The Act is found in 15 U.S.C. § 1381 to § 1425. The sections dealing with the area of amendments and revocations are Sections 1392(e) and 1410.
Section 1392(e) provides:
“The Secretary may by order amend or revoke any Federal motor vehicle safety standard established under this section. Such order shall specify the date on which such amendment or revocation is to take effect which shall not be sooner than one hundred and eighty days or later than one year from the date the order is issued, unless the Secretary finds, for good cause shown, that an earlier or later effective date is in the public interest, and publishes his reasons for such finding.”
Section 1410(a) provides:
“Upon application made by a manufacturer at such time, in such manner, and containing such information as the Secretary shall prescribe, he shall temporarily exempt a limited production motor vehicle from any * * * standard, established under this sub-chapter * * *.”
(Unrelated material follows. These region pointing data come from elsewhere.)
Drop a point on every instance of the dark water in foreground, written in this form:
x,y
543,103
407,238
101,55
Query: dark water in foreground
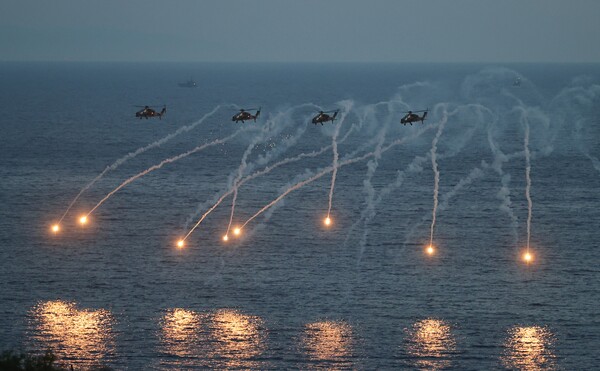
x,y
290,292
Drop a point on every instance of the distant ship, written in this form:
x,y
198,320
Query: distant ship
x,y
188,84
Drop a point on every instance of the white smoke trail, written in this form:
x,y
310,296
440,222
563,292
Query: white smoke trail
x,y
369,212
416,166
336,155
133,154
473,175
253,176
272,127
335,161
265,171
340,164
161,164
528,179
504,192
436,172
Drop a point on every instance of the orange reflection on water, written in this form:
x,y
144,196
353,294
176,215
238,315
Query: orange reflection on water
x,y
180,335
79,337
328,340
239,338
431,342
529,348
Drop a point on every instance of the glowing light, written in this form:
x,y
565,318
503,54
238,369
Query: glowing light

In Section 1410(c), “limited production motor vehicle” is defined as one produced by a manufacturer whose total production does not exceed five hundred cars annually.
In this ease, the Government argues that an administrative agency has not only express authority but also implied authority to carry out the import of its statute. Since there is no express authority in the Act to extend time to a single manufacturer, they argue that this extension can be implied. Since Section 1392(e) allows for an industry-wide extension from a safety standard, the Government argues that, a, fortiori, the Department can grant the extension to a single industry.
The Court notes that when the Act was originally adopted, Section 1410 did not exist. At first, the Department of Transportation did not feel that it had the statutory authority to grant single manufacturer extensions, but due to the hardship felt by some small manufacturers of specialty ears, the Congress enacted Section 1410. This section, however, is specifically limited to manufacturers who annually produce five hundred cars or less.
Thus, when there was an awareness on the part of Congress that special provisions should be made for single manufacturers, such provisions were restricted. Congress did not provide extensions for single car manufacturers across the board. In fact, from the action it did take, it is logical to presume that it never intended to have a single manufacturer extension for producers who exceeded the five hundred vehicle limit, and the Court so holds.
It is, therefore, this 11th day of December, 1970,
Ordered that the motion of plaintiff for summary judgment be and hereby is granted; and it is further
Ordered that the motion of defendant to dismiss be and hereby is denied; and it is further
Ordered that the motion of plaintiff for production of documents is declared moot.
. The original Act conferred authority to-issue safety standards on the Secretary of Commerce, 15 U.S.C. §§ 1392(a), 1391(10). By subsequent legislation, Congress transferred all powers of the Act to the Secretary of Transportation, 49 U.S.C. § 1655(a) (6) (A). The Secretary had delegated these powers, with several exceptions not relevant here, to the Federal Highway Administrator (hereafter called the Administrator) until March 22, 1970, at which time they were withdrawn and delegated to the National Highway Safety Bureau (hereafter called the Bureau) contemporaneous with the Bureau’s separation from the Highway Administrator and elevation within the Department to the status of an Administration. 35 Fed.Reg. 4955.
. 6A Moore’s Federal Practice, Sec. 57.13, at p. 3075.